MON zakończyło negocjacje dotyczące zakupu wieloprowadnicowych wyrzutni rakietowych K239 Chunmoo z Korei Południowej – poinformował wicepremier, szef MON Mariusz Błaszczak w rozmowie z portalem i.pl.
Wicepremier poinformował, że bez zmian pozostaje realizacja kontraktu na wyrzutnie HIMARS od Stanów Zjednoczonych i zostaną one dostarczone w przyszłym roku. W 2019 r. Polska zamówiła 20 wyrzutni tego typu, w tym 18 bojowych i dwie ćwiczebne.
Jako argumenty za zakupem koreańskich wyrzutni szef MON podał zdolności tej broni i bliskie terminy dostaw, podobnie jak w przypadku czołgów, samobieżnych armatohaubic i lekkich samolotów bojowych z Korei Południowej. „Jesteśmy świadomi, że nie otrzymamy wszystkich 500 wyrzutni HIMARS, o które wysłaliśmy zapytanie ofertowe, w zadowalającym nas terminie” – powiedział wicepremier.

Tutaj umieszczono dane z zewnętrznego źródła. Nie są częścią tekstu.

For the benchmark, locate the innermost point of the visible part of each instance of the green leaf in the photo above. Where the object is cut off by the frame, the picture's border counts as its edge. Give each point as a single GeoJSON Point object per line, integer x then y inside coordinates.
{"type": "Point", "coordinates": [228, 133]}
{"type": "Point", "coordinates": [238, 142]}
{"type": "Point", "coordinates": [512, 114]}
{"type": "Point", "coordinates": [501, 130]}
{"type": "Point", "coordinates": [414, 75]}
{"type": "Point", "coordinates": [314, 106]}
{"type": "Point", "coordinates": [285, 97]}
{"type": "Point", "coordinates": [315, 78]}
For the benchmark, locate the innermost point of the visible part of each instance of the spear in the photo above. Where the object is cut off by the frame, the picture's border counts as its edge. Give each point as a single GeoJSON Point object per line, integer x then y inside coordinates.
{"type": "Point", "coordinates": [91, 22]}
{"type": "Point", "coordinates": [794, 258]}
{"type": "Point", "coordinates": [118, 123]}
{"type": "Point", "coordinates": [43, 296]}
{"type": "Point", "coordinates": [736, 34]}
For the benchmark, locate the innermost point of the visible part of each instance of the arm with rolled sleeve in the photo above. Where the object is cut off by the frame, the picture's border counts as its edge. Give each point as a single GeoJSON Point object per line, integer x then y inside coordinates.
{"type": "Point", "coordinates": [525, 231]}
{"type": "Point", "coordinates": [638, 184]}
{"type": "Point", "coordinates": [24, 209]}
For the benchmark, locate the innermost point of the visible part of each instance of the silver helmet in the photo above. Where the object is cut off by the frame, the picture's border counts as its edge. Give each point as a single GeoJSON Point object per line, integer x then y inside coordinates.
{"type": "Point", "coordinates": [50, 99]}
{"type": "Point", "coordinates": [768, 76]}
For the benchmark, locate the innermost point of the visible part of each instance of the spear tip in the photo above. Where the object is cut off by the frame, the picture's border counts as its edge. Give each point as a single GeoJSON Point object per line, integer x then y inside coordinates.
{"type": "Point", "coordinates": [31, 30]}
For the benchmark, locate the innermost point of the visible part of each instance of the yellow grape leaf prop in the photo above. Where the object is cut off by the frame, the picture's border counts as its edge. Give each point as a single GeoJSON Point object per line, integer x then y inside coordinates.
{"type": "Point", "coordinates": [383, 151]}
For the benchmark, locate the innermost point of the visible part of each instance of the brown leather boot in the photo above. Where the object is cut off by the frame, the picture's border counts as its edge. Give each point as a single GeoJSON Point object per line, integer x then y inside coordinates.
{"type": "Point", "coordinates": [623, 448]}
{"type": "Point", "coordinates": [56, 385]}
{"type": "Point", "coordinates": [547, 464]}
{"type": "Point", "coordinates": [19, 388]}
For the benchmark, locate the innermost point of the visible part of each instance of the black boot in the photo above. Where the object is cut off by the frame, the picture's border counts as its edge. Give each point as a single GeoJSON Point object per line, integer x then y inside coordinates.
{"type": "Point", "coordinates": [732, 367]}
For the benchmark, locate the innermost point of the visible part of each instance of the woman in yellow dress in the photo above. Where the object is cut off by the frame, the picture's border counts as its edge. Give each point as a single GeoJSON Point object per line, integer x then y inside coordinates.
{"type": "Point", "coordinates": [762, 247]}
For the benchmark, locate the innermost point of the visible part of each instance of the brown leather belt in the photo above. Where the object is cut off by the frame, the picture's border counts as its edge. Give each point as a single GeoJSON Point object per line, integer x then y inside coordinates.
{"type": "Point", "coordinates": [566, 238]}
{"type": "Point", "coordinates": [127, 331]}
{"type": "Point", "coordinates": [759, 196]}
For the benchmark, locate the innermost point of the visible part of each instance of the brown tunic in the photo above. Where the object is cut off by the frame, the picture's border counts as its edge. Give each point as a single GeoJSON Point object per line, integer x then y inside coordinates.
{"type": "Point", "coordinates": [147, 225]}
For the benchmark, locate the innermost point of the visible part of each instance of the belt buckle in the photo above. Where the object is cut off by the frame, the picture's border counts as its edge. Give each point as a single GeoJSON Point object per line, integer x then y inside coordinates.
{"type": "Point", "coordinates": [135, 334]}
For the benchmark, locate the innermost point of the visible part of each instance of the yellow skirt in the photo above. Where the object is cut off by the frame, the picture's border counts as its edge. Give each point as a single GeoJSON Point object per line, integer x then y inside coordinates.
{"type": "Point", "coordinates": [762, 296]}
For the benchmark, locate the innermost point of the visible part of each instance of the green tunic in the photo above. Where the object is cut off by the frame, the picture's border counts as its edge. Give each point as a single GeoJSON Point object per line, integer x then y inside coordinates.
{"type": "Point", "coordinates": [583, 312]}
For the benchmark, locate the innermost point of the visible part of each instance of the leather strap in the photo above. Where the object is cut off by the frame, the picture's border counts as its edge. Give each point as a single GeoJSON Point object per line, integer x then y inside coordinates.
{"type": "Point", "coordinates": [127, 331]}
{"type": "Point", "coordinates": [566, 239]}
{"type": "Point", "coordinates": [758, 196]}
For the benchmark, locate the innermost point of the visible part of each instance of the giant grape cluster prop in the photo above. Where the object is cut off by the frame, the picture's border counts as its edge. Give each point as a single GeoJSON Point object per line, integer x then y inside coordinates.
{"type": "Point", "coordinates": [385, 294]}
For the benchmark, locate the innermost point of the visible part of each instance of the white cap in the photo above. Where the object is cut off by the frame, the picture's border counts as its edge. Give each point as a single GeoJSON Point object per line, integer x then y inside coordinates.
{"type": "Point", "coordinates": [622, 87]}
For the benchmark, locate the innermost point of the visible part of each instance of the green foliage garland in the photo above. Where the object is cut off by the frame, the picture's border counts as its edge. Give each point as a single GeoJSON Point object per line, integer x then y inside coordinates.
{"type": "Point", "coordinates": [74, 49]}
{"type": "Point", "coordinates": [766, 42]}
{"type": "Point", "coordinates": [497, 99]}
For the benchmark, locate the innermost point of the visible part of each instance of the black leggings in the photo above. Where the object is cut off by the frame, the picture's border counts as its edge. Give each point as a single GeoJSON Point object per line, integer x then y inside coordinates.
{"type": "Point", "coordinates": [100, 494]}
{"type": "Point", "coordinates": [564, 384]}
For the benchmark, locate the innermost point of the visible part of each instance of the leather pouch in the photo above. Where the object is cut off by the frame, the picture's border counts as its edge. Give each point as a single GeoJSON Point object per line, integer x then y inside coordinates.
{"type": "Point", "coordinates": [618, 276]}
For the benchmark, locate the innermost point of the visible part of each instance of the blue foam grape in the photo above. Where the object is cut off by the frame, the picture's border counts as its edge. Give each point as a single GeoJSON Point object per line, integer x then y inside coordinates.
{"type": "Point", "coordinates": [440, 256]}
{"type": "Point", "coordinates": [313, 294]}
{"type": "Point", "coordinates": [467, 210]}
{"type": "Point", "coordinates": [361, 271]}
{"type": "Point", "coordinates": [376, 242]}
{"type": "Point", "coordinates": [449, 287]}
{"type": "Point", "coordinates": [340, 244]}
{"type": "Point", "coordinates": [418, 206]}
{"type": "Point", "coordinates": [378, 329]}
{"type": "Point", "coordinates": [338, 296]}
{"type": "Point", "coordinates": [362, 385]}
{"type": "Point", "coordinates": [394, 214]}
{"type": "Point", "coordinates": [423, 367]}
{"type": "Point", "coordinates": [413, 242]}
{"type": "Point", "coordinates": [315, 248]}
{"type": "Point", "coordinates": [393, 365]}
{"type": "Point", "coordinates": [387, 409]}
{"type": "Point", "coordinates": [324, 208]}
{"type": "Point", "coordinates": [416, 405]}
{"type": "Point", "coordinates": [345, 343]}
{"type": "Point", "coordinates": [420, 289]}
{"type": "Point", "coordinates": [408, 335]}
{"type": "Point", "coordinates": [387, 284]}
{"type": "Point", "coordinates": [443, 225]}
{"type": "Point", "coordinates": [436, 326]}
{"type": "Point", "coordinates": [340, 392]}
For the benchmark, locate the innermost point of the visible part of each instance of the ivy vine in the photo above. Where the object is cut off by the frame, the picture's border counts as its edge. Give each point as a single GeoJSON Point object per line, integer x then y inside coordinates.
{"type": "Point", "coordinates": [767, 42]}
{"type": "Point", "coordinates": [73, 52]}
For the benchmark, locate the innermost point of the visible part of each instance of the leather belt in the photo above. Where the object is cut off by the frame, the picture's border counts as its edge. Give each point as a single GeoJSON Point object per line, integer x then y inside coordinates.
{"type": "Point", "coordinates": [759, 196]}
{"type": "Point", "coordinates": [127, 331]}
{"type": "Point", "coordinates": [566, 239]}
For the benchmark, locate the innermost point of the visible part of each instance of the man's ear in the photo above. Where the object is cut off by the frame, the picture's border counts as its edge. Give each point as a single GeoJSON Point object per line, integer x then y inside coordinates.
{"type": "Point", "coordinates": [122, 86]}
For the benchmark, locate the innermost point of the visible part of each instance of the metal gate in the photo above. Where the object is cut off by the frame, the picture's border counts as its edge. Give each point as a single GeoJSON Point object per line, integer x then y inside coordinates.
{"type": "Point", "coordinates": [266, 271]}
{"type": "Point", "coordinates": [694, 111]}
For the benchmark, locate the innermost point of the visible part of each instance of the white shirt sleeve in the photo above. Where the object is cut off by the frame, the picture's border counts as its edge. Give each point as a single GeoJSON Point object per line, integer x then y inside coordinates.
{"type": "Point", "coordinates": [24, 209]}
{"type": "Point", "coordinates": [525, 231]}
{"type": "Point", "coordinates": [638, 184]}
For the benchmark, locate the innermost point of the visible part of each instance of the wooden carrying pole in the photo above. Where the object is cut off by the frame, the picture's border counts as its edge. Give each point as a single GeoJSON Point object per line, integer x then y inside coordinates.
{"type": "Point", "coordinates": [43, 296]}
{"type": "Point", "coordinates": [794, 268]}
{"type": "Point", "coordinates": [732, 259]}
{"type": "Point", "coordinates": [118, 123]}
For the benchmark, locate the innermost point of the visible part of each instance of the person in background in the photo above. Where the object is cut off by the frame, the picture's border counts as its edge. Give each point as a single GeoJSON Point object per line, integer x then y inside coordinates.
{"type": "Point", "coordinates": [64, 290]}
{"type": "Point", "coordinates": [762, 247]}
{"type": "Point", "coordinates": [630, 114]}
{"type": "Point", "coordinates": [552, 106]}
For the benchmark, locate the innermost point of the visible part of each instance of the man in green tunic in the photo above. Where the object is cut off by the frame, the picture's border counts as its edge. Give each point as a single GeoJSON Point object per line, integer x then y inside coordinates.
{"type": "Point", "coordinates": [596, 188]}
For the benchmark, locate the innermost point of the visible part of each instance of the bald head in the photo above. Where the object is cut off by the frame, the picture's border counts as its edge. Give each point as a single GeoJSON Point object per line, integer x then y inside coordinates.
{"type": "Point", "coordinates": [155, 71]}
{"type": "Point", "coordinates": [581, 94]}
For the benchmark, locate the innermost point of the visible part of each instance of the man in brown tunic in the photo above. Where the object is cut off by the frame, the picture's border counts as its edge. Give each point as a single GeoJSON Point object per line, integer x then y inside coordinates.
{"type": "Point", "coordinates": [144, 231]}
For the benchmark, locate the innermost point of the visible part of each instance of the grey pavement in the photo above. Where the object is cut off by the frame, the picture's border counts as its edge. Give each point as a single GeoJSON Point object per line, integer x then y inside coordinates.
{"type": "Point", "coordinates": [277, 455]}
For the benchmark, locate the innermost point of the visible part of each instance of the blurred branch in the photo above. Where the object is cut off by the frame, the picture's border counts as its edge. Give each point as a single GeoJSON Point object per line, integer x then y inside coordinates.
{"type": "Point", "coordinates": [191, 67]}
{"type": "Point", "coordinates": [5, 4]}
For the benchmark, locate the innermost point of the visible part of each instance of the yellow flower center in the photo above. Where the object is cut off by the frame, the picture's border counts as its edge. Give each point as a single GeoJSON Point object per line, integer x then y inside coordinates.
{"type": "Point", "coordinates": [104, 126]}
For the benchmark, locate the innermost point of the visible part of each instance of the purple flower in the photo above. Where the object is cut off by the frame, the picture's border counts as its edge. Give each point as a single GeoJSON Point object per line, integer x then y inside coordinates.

O przygotowanie oferty szef MON zwrócił się do USA w maju bieżącego roku.
„Zdecydowaliśmy się na podzielenie zamówienia na HIMARS na etapy. Będziemy mieli i HIMARS, i Chunmoo. To synergiczne połączenie, ponieważ oba systemy mogą ze sobą współpracować” – dodał Błaszczak.
Podkreślił, że „pierwsze sztuki Chunmoo mają być w Polsce już w przyszłym roku, co oznacza, że pierwszy dywizjon będzie w gotowości operacyjnej do końca 2023 roku”. „Oprócz wyrzutni pozyskamy bardzo dużą liczbę pocisków, zarówno precyzyjnego rażenia na dystansie do 70 km, jak i taktycznych o zasięgu około 300 km” – powiedział minister obrony portalowi i.pl.
Nieoficjalne informacje o zamiarze zakupu południowokoreańskich wyrzutni pojawiły się we wrześniu br.
Producentem Chunmoo jest grupa Hanwha, która wytwarza – także zamówione przez MON – armatohaubice K9. Na tegorocznych targach Międzynarodowego Salonu Przemysłu Obronnego w Kielcach PGZ i Hanhwha Defense podpisały porozumienie o współpracy przemysłowej związanej z zakupem 672 armatohaubic. Pod koniec sierpnia Polska zawarła też umowę zakupu 180 czołgów K9, we wrześniu zawarto umowę na 48 samolotów szkolno-bojowych FA-50.